MUSEP 7006 - Pedagogy Practicum V
North Terrace Campus - Semester 1 - 2022
General Course Information
Course Code MUSEP 7006 Course Pedagogy Practicum V Coordinating Unit Elder Conservatorium of Music Term Semester 1 Level Postgraduate Coursework Location/s North Terrace Campus Units 6 Contact Up to 3 hours per week Available for Study Abroad and Exchange Restrictions Available to GDipMus(PerfPed), MMus(PerfPed) students only Course Description Teaching observation, co-teaching and two major teaching projects with defined aims and duration will be undertaken within teaching programs approved by the Program Convenor. Each project will comprise a written curriculum, teaching implementation, written diagnosis and evaluation. Assessment tools for teaching practice will include video recordings as well as live scenarios. These activities will be monitored during seminar sessions. This course provides more formal opportunities for supervised practical application of techniques and skills investigated earlier in the degree.
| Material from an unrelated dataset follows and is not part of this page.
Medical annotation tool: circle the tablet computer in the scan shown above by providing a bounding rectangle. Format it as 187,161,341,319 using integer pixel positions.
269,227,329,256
Course Coordinator: Dr Oliver Fartach-Naini
The full timetable of all activities for this course can be accessed from Course Planner.
Course Learning Outcomes1. The course seeks to link theoretical understanding of general educational principles to the practice of beginning, elementary and intermediate level instrumental/vocal music teaching
2. The course seeks to link theoretical understanding of child development and educational psychology to the practice of beginning, elementary and intermediate level instrumental/vocal music teaching.
3. The course seeks to link theoretical understanding of basic Dalcroze, Kodaly and Orff principles to the practice of beginning, elementary and intermediate level instrumental/vocal music teaching.
4. Students will develop an awareness of professional standards in lesson planning and setting a Curriculum.
5. Students will develop their ability to self evaluate their teaching methods and to assess possible areas of improvement in their teaching practice.
University Graduate Attributes
This course will provide students with an opportunity to develop the Graduate Attribute(s) specified below:
University Graduate Attribute Course Learning Outcome(s)
Attribute 1: Deep discipline knowledge and intellectual breadth
Graduates have comprehensive knowledge and understanding of their subject area, the ability to engage with different traditions of thought, and the ability to apply their knowledge in practice including in multi-disciplinary or multi-professional contexts.
1, 2, 3, 4
Attribute 2: Creative and critical thinking, and problem solving
Graduates are effective problems-solvers, able to apply critical, creative and evidence-based thinking to conceive innovative responses to future challenges.
1, 2, 3, 5
Attribute 3: Teamwork and communication skills
Graduates convey ideas and information effectively to a range of audiences for a variety of purposes and contribute in a positive and collaborative manner to achieving common goals.
1, 2, 3
Attribute 4: Professionalism and leadership readiness
Graduates engage in professional behaviour and have the potential to be entrepreneurial and take leadership roles in their chosen occupations or careers and communities.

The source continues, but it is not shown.